ETHACRIC ACID (Acidum etacrynicum). 2,3-Dichlor-4- (2-methylen-1-oxobutyl) phenoxyessigsäure oder 4- (2-Ethylacryloyl) -2,3-dichlorphenoxyessigsäure.

Synonyme: Uregit, Crinuril, Ecrinex, Edecril, Edecrin, Endecril, Etacrynsäure, Hydromedin, Otacril, Uregit.

Es ist ein starkes Diuretikum. Entsprechend dem Wirkungsmechanismus ist es nahe an Furosemid, erhöht jedoch nicht die Freisetzung von Bicarbonat und verletzt die Elektrolytzusammensetzung des Blutes nicht signifikant.

Es wirkt schnell; Die Diurese beginnt nach 30-60 Minuten, erreicht nach 2 Stunden ein Maximum und setzt sich nach einer Einzeldosis von 6-9 Stunden fort.

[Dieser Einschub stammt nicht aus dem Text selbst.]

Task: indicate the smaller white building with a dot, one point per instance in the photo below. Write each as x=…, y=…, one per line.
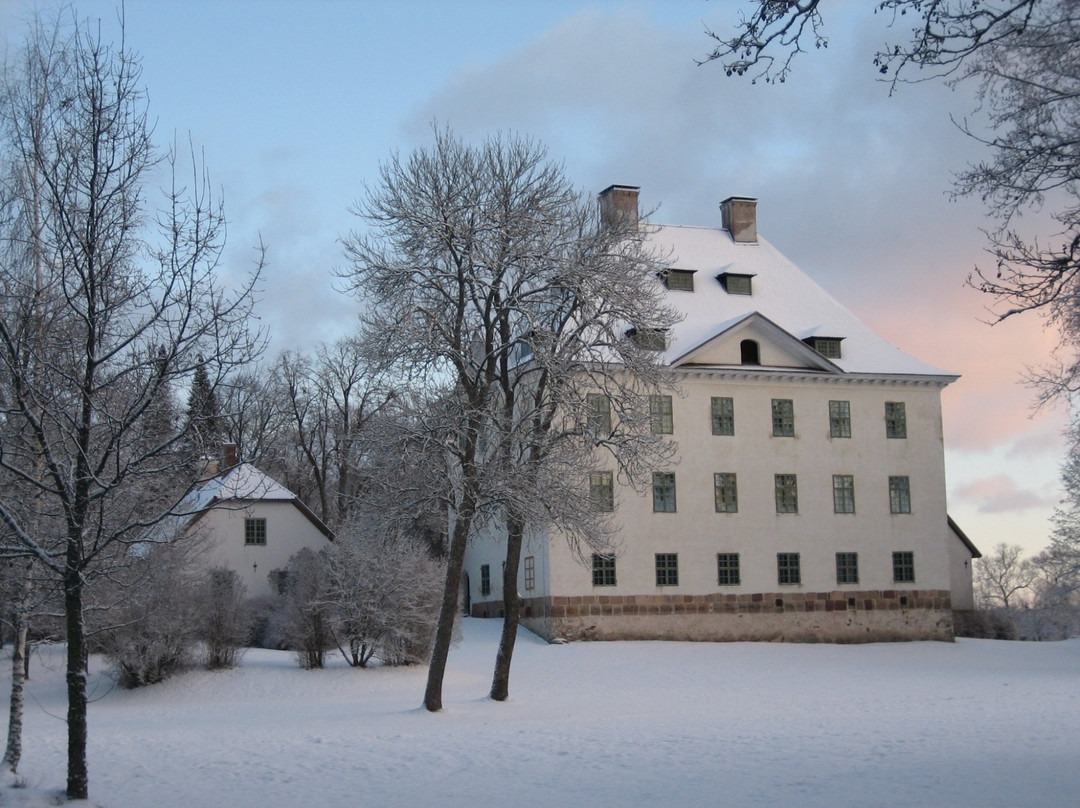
x=252, y=524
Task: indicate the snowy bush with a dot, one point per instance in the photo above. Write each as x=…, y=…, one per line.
x=305, y=609
x=385, y=596
x=224, y=619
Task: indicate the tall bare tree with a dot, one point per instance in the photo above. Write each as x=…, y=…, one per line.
x=105, y=301
x=476, y=256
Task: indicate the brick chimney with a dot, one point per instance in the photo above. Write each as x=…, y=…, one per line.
x=228, y=456
x=619, y=204
x=739, y=217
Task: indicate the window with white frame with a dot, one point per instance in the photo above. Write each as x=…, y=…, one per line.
x=724, y=415
x=900, y=495
x=839, y=419
x=726, y=493
x=844, y=494
x=663, y=492
x=666, y=569
x=783, y=418
x=787, y=494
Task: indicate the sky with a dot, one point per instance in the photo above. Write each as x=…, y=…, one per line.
x=294, y=105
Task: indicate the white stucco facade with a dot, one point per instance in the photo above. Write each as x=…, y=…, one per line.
x=867, y=473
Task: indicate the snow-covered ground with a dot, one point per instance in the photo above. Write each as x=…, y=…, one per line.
x=590, y=724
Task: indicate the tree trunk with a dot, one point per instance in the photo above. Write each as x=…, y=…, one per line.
x=511, y=608
x=18, y=675
x=78, y=784
x=448, y=610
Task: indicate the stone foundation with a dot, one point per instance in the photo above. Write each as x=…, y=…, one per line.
x=806, y=617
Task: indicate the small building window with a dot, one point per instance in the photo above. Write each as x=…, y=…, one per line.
x=783, y=418
x=787, y=568
x=666, y=569
x=599, y=414
x=255, y=532
x=663, y=492
x=724, y=416
x=603, y=570
x=844, y=494
x=530, y=573
x=787, y=495
x=748, y=352
x=727, y=569
x=602, y=490
x=847, y=567
x=900, y=495
x=678, y=280
x=734, y=283
x=650, y=339
x=828, y=347
x=895, y=419
x=726, y=493
x=839, y=419
x=903, y=567
x=660, y=415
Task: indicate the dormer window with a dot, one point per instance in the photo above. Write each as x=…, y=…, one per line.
x=678, y=280
x=828, y=347
x=734, y=283
x=650, y=339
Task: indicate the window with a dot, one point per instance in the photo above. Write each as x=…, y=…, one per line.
x=903, y=567
x=663, y=492
x=530, y=573
x=787, y=496
x=783, y=418
x=650, y=339
x=895, y=419
x=599, y=414
x=603, y=570
x=844, y=494
x=724, y=416
x=847, y=567
x=660, y=414
x=255, y=532
x=787, y=568
x=839, y=419
x=602, y=490
x=734, y=283
x=828, y=347
x=678, y=280
x=727, y=569
x=748, y=352
x=900, y=495
x=666, y=569
x=726, y=493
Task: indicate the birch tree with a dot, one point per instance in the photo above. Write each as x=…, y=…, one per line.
x=474, y=257
x=106, y=298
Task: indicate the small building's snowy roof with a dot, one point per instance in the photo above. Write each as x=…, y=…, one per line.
x=244, y=483
x=782, y=293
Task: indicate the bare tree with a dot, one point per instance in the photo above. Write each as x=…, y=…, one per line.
x=385, y=594
x=944, y=34
x=1001, y=575
x=471, y=250
x=104, y=303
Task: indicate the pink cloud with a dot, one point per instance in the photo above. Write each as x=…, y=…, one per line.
x=999, y=494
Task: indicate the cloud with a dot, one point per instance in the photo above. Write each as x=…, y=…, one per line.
x=1000, y=494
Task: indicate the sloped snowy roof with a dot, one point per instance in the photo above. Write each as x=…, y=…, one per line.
x=782, y=293
x=245, y=483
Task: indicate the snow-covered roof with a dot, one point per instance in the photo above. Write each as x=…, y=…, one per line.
x=782, y=293
x=244, y=483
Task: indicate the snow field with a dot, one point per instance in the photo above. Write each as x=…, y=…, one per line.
x=590, y=724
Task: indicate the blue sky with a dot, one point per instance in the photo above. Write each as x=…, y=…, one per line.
x=295, y=104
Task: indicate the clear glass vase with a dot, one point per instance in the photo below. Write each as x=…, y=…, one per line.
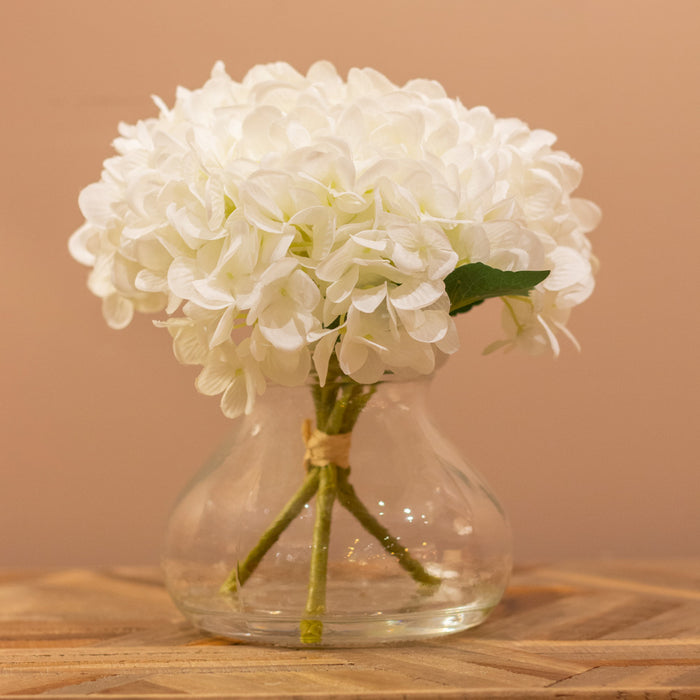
x=380, y=534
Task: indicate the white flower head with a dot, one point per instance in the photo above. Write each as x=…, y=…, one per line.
x=286, y=219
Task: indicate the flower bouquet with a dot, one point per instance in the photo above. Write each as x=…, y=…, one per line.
x=305, y=230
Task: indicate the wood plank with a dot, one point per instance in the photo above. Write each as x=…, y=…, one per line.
x=567, y=630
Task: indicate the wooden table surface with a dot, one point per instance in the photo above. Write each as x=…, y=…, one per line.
x=607, y=629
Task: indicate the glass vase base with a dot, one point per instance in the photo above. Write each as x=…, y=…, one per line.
x=340, y=631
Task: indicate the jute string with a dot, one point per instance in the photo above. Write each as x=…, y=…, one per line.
x=322, y=449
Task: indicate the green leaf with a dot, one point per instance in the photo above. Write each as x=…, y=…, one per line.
x=470, y=284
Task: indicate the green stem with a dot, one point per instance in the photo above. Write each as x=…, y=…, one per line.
x=348, y=498
x=242, y=572
x=311, y=628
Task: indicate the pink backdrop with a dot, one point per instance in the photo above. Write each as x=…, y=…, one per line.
x=591, y=454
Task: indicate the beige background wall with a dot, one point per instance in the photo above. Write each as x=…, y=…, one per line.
x=592, y=454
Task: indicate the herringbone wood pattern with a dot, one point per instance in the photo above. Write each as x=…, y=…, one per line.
x=577, y=630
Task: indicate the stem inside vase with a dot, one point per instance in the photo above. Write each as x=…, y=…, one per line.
x=338, y=405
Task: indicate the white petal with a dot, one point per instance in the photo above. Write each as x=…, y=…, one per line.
x=416, y=294
x=215, y=378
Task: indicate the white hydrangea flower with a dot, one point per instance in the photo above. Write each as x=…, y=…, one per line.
x=287, y=218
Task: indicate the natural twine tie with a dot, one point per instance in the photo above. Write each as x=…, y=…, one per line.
x=322, y=449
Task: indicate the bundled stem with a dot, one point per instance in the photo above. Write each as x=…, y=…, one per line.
x=338, y=406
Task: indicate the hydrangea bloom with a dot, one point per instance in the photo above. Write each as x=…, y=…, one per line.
x=287, y=219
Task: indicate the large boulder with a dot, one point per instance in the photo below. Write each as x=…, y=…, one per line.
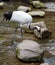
x=29, y=50
x=38, y=4
x=24, y=8
x=37, y=13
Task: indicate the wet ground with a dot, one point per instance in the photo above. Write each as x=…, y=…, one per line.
x=7, y=47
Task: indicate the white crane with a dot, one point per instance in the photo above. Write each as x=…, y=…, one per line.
x=18, y=16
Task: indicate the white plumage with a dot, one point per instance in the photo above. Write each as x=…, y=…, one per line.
x=20, y=17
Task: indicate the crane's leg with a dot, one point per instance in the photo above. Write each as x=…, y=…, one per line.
x=21, y=33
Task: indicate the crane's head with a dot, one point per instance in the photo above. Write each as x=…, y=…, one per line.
x=7, y=15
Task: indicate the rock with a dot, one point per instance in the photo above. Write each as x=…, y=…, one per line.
x=24, y=8
x=29, y=1
x=29, y=50
x=44, y=64
x=1, y=4
x=37, y=13
x=40, y=30
x=38, y=4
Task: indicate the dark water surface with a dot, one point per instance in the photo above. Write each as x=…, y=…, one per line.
x=7, y=48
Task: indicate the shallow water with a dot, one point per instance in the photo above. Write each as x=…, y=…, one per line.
x=7, y=47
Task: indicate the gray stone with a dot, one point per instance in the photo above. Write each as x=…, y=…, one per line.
x=40, y=30
x=24, y=8
x=37, y=13
x=38, y=4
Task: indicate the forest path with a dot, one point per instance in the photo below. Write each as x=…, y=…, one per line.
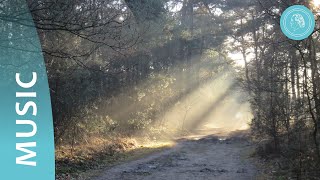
x=208, y=157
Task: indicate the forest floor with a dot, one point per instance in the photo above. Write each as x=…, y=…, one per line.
x=219, y=156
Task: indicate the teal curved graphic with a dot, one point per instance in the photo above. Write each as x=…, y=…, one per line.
x=297, y=22
x=26, y=130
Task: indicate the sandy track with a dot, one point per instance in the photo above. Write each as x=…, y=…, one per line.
x=205, y=158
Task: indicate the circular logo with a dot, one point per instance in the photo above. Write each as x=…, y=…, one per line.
x=297, y=22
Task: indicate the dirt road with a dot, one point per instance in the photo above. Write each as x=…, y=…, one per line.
x=209, y=157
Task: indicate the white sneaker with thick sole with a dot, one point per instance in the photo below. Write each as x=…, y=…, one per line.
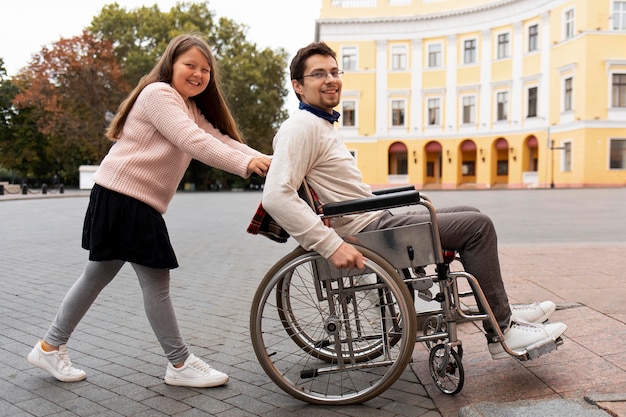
x=532, y=313
x=520, y=335
x=194, y=373
x=56, y=362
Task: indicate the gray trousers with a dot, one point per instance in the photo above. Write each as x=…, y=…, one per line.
x=155, y=285
x=471, y=233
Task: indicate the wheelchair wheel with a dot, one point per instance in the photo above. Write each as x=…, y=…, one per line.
x=332, y=337
x=362, y=306
x=446, y=369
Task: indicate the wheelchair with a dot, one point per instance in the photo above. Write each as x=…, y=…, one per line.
x=331, y=336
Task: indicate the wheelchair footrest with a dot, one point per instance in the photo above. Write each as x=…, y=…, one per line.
x=542, y=347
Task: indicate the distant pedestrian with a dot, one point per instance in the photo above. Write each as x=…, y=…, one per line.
x=175, y=114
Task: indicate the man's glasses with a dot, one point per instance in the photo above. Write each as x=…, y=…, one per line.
x=322, y=75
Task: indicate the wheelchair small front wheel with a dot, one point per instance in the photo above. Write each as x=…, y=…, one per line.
x=446, y=369
x=435, y=325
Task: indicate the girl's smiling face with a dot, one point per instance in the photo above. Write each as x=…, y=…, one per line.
x=191, y=73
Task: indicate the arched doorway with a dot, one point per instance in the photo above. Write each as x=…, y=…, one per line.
x=501, y=151
x=398, y=167
x=433, y=163
x=468, y=162
x=530, y=162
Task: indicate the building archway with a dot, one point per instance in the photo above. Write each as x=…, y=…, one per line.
x=398, y=167
x=467, y=150
x=501, y=152
x=433, y=166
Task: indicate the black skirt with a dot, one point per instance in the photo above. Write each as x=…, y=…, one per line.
x=121, y=227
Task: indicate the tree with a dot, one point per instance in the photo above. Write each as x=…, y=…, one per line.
x=68, y=89
x=8, y=113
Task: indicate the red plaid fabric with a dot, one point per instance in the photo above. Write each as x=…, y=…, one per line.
x=263, y=224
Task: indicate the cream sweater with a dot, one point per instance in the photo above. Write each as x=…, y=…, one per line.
x=309, y=146
x=162, y=134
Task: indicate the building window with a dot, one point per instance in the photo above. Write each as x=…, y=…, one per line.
x=567, y=156
x=619, y=15
x=348, y=113
x=397, y=112
x=503, y=106
x=532, y=102
x=434, y=55
x=502, y=167
x=398, y=57
x=568, y=24
x=617, y=154
x=349, y=58
x=468, y=168
x=469, y=109
x=434, y=112
x=503, y=45
x=469, y=55
x=619, y=90
x=568, y=91
x=533, y=38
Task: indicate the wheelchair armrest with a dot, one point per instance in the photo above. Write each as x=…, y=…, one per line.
x=377, y=202
x=393, y=190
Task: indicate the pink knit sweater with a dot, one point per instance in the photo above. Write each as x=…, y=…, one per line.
x=162, y=134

Zuordnen für Ödeme bei Patienten mit Kreislaufversagen; mit Ödemen renalen Ursprungs, besonders resistent gegen andere Diuretika; mit akutem Lungenödem; Hirnödem.

Es hat eine mäßige blutdrucksenkende Wirkung; mit Bluthochdruck kann in Kombination mit blutdrucksenkenden Medikamenten angewendet werden.

Weisen Sie das Innere zu, beginnend mit 0,05 g (50 mg), und erhöhen Sie gegebenenfalls die tägliche Dosis des Arzneimittels auf 0,1 - 0,2 g. Nehmen Sie normalerweise die gesamte Dosis morgens (nach dem Essen) ein.

Die harntreibende Wirkung ist häufig stärker ausgeprägt, wenn das Arzneimittel nicht täglich, sondern mit einer Pause von 1 bis 2 Tagen eingenommen wird.

In Fällen, in denen eine schnelle Wirkung erforderlich ist, wird intravenös (0,05 g) verabreicht (siehe Furosemid).

Bei längerer Anwendung des Arzneimittels können Hypokaliämie und hypochlorämische Alkalose auftreten. Die gleichzeitige Anwendung von kaliumsparenden Diuretika verstärkt die harntreibende Wirkung des Arzneimittels und reduziert Hypokaliämie und Alkalose.

Ethacrylsäure wird schlechter vertragen als Furosemid, insbesondere bei Patienten mit Nierenversagen.

Bei der Anwendung des Arzneimittels sind Schwindel, Schwäche, Dyspepsie und Durchfall möglich.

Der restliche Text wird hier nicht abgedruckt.